Die beklagte Partei hätte den Kläger daher über das Reifenalter aufklären müssen. Die Gründe für das Informationsbedürfnis des Klägers wurden bereits vom Berufungsgericht zutreffend dargelegt. Auch den allgemeinen Ausführungen zu den Grenzen der Aufklärungspflichten eines Händlers ist nicht entgegenzutreten. Auf diese Abschnitte der angefochtenen Entscheidung wird daher gemäß § 510 Abs 3 ZPO verwiesen.

Weil die beklagte Partei als Verkäufer die vom Käufer erwartete Fahrzeugausstattung - eine dem Fahrzeugalter entsprechende Bereifung - kennen oder zumindest erkennen mußte, aber die erforderliche Aufklärung über das Reifenalter bzw seine unterbliebene Prüfung trotz eines die Notwendigkeit der Altersfeststellung bedingenden Umstands unterließ, gilt die aus der Sicht des Käufers erwartete, jedoch mangelnde Fahrzeugausstattung - entsprechend den einleitenden Darlegungen - als stillschweigend bedungen.
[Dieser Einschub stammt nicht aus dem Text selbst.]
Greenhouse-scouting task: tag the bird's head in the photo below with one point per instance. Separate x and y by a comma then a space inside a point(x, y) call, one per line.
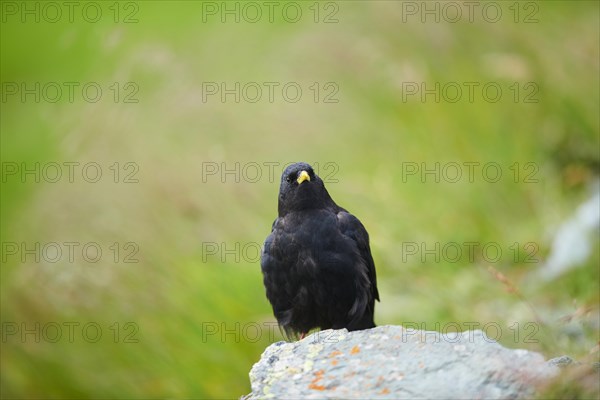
point(302, 189)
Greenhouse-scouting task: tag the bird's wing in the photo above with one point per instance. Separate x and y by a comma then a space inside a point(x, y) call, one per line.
point(275, 283)
point(351, 227)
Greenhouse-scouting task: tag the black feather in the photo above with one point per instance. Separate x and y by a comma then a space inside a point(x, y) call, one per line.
point(317, 265)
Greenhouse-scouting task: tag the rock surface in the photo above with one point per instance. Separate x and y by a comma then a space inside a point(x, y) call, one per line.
point(392, 362)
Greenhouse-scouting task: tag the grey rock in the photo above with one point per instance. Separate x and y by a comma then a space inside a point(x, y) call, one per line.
point(562, 361)
point(392, 362)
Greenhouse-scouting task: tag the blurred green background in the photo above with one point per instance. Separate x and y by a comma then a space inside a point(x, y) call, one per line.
point(189, 318)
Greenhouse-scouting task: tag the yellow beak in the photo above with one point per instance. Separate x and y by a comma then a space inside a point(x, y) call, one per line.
point(303, 177)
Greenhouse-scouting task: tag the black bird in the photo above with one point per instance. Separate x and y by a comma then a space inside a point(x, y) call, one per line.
point(316, 263)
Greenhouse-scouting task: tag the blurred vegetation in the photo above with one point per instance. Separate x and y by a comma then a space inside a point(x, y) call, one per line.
point(195, 312)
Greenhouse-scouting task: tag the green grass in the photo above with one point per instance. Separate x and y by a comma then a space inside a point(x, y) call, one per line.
point(176, 295)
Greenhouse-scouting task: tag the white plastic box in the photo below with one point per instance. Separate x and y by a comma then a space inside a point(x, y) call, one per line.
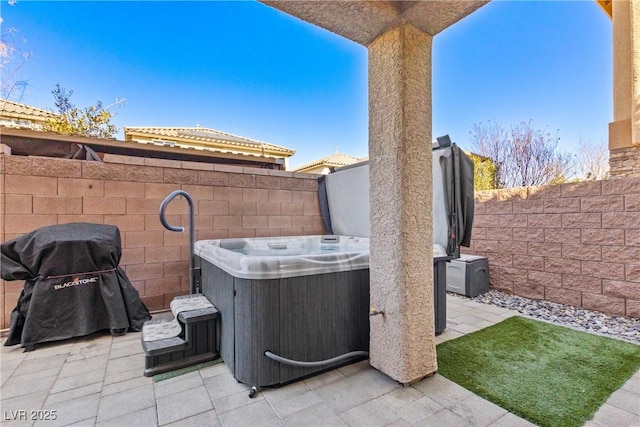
point(468, 275)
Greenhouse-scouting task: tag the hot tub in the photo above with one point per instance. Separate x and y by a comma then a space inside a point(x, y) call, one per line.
point(303, 299)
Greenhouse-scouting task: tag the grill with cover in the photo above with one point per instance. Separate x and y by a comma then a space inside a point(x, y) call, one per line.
point(73, 284)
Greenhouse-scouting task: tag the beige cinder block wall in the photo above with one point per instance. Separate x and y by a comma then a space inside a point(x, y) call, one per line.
point(624, 131)
point(576, 244)
point(402, 342)
point(230, 201)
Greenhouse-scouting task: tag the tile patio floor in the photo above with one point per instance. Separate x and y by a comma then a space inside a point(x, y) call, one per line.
point(98, 381)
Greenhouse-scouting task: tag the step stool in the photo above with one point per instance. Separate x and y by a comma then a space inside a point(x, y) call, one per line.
point(191, 337)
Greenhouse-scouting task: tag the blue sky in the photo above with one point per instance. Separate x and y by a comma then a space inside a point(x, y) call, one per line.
point(250, 70)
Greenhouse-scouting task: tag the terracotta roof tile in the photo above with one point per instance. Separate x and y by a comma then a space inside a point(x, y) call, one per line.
point(204, 135)
point(16, 109)
point(334, 160)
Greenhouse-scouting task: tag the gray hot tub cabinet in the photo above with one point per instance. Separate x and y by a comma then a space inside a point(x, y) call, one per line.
point(300, 318)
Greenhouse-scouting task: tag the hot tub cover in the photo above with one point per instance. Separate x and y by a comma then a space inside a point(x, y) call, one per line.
point(73, 284)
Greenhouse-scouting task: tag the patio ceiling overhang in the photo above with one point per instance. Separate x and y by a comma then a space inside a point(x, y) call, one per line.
point(363, 21)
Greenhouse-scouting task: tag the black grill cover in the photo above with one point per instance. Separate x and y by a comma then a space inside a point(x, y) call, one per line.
point(73, 286)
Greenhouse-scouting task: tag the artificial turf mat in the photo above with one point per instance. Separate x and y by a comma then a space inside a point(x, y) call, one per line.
point(182, 371)
point(547, 374)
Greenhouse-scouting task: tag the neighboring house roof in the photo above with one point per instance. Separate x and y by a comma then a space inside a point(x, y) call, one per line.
point(21, 112)
point(333, 161)
point(204, 139)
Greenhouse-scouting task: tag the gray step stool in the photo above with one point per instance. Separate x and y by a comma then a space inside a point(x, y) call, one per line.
point(191, 337)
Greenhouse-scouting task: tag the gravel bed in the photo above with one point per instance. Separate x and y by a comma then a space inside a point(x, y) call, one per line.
point(621, 327)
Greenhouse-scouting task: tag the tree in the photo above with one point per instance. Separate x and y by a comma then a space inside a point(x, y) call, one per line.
point(93, 121)
point(523, 156)
point(484, 173)
point(592, 161)
point(12, 60)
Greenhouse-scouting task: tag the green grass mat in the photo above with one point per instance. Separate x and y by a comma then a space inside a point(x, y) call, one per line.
point(548, 374)
point(182, 371)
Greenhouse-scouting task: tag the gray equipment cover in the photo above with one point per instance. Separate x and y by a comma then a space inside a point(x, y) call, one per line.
point(73, 287)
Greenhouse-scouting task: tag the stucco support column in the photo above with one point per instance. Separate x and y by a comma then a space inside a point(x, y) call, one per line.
point(402, 342)
point(624, 131)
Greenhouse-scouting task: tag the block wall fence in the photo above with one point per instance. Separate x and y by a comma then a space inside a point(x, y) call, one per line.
point(577, 244)
point(229, 201)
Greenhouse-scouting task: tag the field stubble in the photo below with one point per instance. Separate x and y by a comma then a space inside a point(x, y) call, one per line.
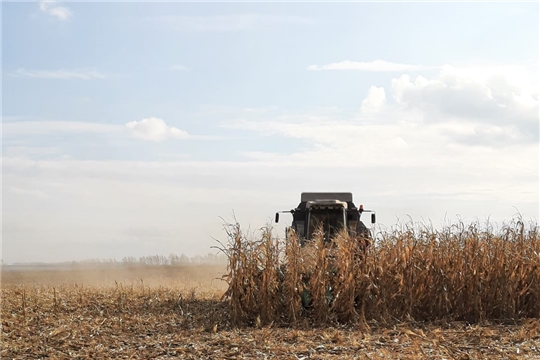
point(386, 302)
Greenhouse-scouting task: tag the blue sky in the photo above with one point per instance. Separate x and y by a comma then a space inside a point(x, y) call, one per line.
point(134, 126)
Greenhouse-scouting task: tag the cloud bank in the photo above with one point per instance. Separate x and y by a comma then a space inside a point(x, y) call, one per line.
point(155, 129)
point(50, 8)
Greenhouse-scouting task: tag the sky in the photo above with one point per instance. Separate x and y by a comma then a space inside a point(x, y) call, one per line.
point(133, 129)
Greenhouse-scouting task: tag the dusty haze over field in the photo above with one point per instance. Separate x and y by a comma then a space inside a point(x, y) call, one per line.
point(132, 135)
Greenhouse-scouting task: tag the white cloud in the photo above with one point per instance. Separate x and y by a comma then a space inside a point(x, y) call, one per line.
point(155, 129)
point(80, 74)
point(227, 23)
point(60, 12)
point(372, 66)
point(499, 101)
point(178, 67)
point(374, 101)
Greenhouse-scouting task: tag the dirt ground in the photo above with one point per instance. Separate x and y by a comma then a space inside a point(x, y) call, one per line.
point(176, 313)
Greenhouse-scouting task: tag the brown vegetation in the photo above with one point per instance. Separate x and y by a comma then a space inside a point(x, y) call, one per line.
point(412, 273)
point(459, 293)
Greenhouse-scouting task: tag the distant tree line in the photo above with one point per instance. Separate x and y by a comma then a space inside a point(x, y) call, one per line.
point(152, 260)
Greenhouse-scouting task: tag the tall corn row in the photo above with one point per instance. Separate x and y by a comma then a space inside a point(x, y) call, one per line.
point(412, 272)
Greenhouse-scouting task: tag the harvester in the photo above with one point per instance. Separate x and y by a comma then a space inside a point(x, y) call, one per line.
point(333, 211)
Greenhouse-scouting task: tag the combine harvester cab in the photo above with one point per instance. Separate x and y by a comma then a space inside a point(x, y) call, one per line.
point(334, 211)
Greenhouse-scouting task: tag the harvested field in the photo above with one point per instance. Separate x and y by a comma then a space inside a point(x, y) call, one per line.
point(69, 322)
point(168, 312)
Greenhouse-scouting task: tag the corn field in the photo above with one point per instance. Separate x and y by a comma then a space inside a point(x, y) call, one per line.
point(462, 272)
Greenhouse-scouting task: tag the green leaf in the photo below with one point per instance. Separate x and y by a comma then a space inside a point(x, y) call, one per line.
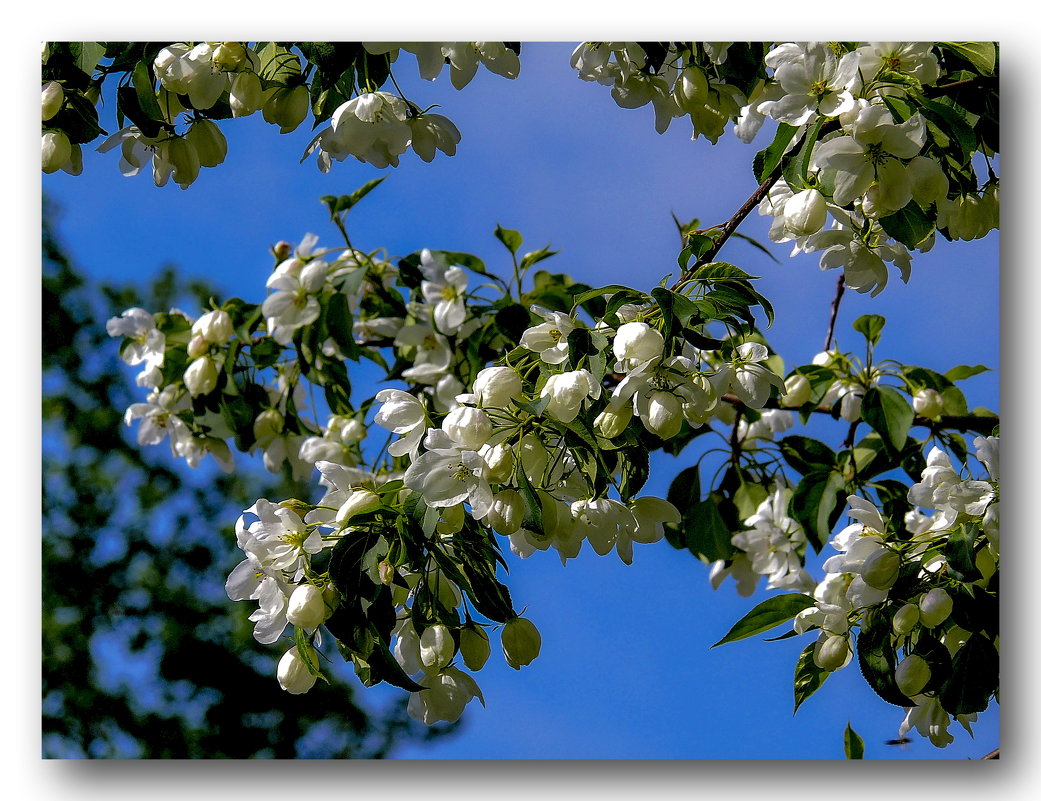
point(535, 256)
point(532, 508)
point(983, 55)
point(815, 505)
point(90, 54)
point(807, 454)
point(145, 89)
point(910, 226)
point(306, 652)
point(886, 410)
point(959, 552)
point(853, 744)
point(870, 326)
point(766, 160)
point(512, 240)
point(878, 659)
point(973, 677)
point(770, 612)
point(808, 676)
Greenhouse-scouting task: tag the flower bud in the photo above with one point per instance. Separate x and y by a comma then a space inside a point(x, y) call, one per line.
point(796, 391)
point(387, 572)
point(228, 56)
point(181, 155)
point(507, 512)
point(500, 464)
point(912, 675)
point(906, 619)
point(638, 342)
point(201, 376)
point(287, 107)
point(436, 648)
point(498, 385)
point(246, 95)
point(691, 90)
point(208, 142)
point(56, 151)
point(306, 607)
point(53, 96)
point(928, 403)
point(75, 164)
point(833, 653)
point(198, 347)
point(358, 502)
point(213, 327)
point(475, 647)
point(521, 642)
point(881, 569)
point(293, 673)
point(452, 520)
point(662, 414)
point(281, 250)
point(936, 606)
point(611, 422)
point(805, 213)
point(471, 427)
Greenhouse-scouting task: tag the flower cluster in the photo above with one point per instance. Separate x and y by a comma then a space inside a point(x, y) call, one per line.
point(197, 84)
point(918, 587)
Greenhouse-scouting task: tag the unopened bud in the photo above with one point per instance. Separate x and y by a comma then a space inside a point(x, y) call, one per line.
point(833, 653)
point(228, 56)
point(936, 606)
point(213, 327)
point(246, 95)
point(475, 647)
point(306, 607)
point(56, 151)
point(436, 647)
point(805, 213)
point(906, 619)
point(521, 642)
point(611, 422)
point(498, 385)
point(912, 675)
point(471, 427)
point(881, 569)
point(507, 512)
point(638, 342)
point(358, 502)
point(201, 376)
point(208, 142)
point(796, 391)
point(293, 673)
point(198, 347)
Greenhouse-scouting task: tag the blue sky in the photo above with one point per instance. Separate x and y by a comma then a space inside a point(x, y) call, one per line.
point(626, 669)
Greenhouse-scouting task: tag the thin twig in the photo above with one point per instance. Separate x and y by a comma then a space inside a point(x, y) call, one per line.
point(728, 228)
point(839, 291)
point(953, 422)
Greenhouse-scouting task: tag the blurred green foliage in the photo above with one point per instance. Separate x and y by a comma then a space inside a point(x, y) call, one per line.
point(143, 653)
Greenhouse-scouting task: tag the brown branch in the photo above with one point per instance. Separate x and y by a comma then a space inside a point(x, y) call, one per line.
point(839, 291)
point(728, 228)
point(963, 423)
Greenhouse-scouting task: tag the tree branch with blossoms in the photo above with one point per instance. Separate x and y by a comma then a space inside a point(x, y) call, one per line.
point(526, 419)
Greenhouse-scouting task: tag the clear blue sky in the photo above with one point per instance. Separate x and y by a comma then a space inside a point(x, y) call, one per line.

Die beklagte Partei verletzte daher wegen des zu hohen - und für die Verkehrssicherheit zumindest schon kurz nach dem Fahrzeugverkauf gefährlichen - Reifenalters schuldhaft ihre vertragliche Erfüllungspflicht. Demzufolge hat sie dem Kläger gemäß § 932 Abs 1 letzter Satz ABGB für den geltend gemachten Mangelfolgeschaden einzustehen. Das beruht auf den Haftungsfolgen der hier verwirklichten positiven Vertragsverletzung (vgl zu dieser Rechtsfigur etwa 3 Ob 382/97s mwN). So gesehen stellt sich daher nicht die in der deutschen Praxis erörterte Frage, ob die Verschuldenshaftung des gewerblichen Gebrauchtwagenhändlers für jene Schäden, die durch ein Defizit des Käufers in dessen Information über die für die Verkehrs- und Betriebssicherheit des Vertragsgegenstands wesentlichen Umstände verursacht wurden, auf culpa in contrahendo beruhen könnte (Reinking/Eggert, aaO Rz 1928 und 1030).

Der Revision muß somit ein Erfolg versagt bleiben.

Die Kostenentscheidung stützt sich auf die §§ 41 und 50 ZPO.